Since it is now summer and many owners are "up north," it is a good idea to arrange real-time video of the meeting (Zoom or similar platform) to present the changes within the context of your own Governing Docs and encourage owner questions. Announce the meeting well in advance and multiple times in order to promote owner participation. Be sure your Association Attorney is involved from the start to help explain the changes. Any legal fees for this purpose are money well-spent.

Best practices regarding these changes to the HOA and Condominium Acts will take time to sort out. The Florida Legislature has a long history of passing legislation before receiving sufficient input from non-government individuals trained and experienced in the matter being considered, reviewed, and debated.

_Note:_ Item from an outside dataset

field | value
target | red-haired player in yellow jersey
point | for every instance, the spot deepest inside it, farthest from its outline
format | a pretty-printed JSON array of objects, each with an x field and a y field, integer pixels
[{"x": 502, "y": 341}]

As mentioned above, future civil lawsuits may create case law on which to base more reliable application of these new Statute changes. After all, Kaufman Language itself is based on the outcome of a civil lawsuit that became very significant Florida case law.

Until then, only your Association's Attorney can provide dependable, actionable interpretation and guidance.

Editor's Note: Christopher Carter is NOT an attorney. He does not give legal advice. For interpretation and application to specific circumstances of anything you read in this article, you must speak with a Florida-Licensed attorney.